(Syllabus.)

1. Intoxicating Liquors — Instruction Submitting Offense Different from that Charged Held Prejudicial Error. In a prosecution for unlawfully transporting intoxicating liquor, the defendant could be convicted only of the offense charged in the information, and the charge of the court submitting a different offense was prejudicial error.

2. Evidence — Neither Liquor Seized by Unlawful Search nor Evidence of Possession Thereof Admissible. In a prosecution for unlawfully transporting intoxicating liquor, the defendant cannot be convicted upon evidence obtained by an unlawful search of his person without a warrant for his arrest, and neither the liquor so seized nor the evidence of the possession thereof so acquired is admissible against him.

Appeal from Municipal Criminal Court of City of Tulsa; G.E. Warren, Judge.
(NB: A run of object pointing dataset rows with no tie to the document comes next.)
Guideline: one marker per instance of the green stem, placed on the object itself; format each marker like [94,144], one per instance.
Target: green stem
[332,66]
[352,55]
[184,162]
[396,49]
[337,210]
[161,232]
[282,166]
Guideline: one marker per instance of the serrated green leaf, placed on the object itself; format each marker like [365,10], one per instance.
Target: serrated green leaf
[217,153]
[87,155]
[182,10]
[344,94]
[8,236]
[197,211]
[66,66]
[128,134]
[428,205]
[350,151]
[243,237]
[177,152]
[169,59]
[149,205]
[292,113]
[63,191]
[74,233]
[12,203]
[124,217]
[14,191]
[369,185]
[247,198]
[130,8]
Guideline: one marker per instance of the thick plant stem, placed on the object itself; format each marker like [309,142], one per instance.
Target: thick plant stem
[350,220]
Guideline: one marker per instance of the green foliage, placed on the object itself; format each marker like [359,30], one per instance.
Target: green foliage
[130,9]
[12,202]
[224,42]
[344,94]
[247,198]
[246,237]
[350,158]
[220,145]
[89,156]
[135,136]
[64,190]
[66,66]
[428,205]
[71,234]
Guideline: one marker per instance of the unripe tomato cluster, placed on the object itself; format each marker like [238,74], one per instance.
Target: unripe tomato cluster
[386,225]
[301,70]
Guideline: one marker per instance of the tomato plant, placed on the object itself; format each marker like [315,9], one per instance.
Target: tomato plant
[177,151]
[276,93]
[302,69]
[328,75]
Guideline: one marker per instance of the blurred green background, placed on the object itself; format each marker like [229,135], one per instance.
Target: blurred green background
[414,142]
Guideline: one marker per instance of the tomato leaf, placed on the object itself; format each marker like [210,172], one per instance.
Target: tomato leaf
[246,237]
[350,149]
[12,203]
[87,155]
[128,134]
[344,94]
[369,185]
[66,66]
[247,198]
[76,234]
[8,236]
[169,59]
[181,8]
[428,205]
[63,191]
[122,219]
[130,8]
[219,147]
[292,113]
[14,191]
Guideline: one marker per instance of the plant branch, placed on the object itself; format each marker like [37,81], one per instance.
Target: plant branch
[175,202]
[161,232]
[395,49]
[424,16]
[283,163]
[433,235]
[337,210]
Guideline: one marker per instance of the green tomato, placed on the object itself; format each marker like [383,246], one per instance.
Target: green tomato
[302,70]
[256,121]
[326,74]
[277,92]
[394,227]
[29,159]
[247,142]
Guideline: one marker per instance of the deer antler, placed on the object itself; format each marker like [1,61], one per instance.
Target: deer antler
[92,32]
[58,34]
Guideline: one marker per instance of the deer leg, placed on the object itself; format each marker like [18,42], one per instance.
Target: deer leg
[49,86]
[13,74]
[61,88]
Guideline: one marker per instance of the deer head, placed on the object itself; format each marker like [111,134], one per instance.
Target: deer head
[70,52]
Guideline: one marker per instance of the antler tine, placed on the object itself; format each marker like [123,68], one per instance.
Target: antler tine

Claude Logan was convicted of a violation of the prohibitory liquor laws. Reversed and remanded, with direction.

D.M. Martindale, for plaintiff in error.

DOYLE, J. The information in this case charges that on the 29th day of March, 1923, within the corporate limits of the city of Tulsa, the defendant, Claude Logan, did transport intoxicating liquor; namely, one quart of Jamaica ginger from an unknown point to a point at the corner of First street and Cincinnati avenue in said city. On the trial the jury returned a verdict finding the defendant guilty as charged in the information, and fixing his punishment at a fine of $500 and imprisonment in the county jail for a period of six months. The court overruled a motion for new trial, and rendered judgment on the verdict, to reverse which the defendant appeals.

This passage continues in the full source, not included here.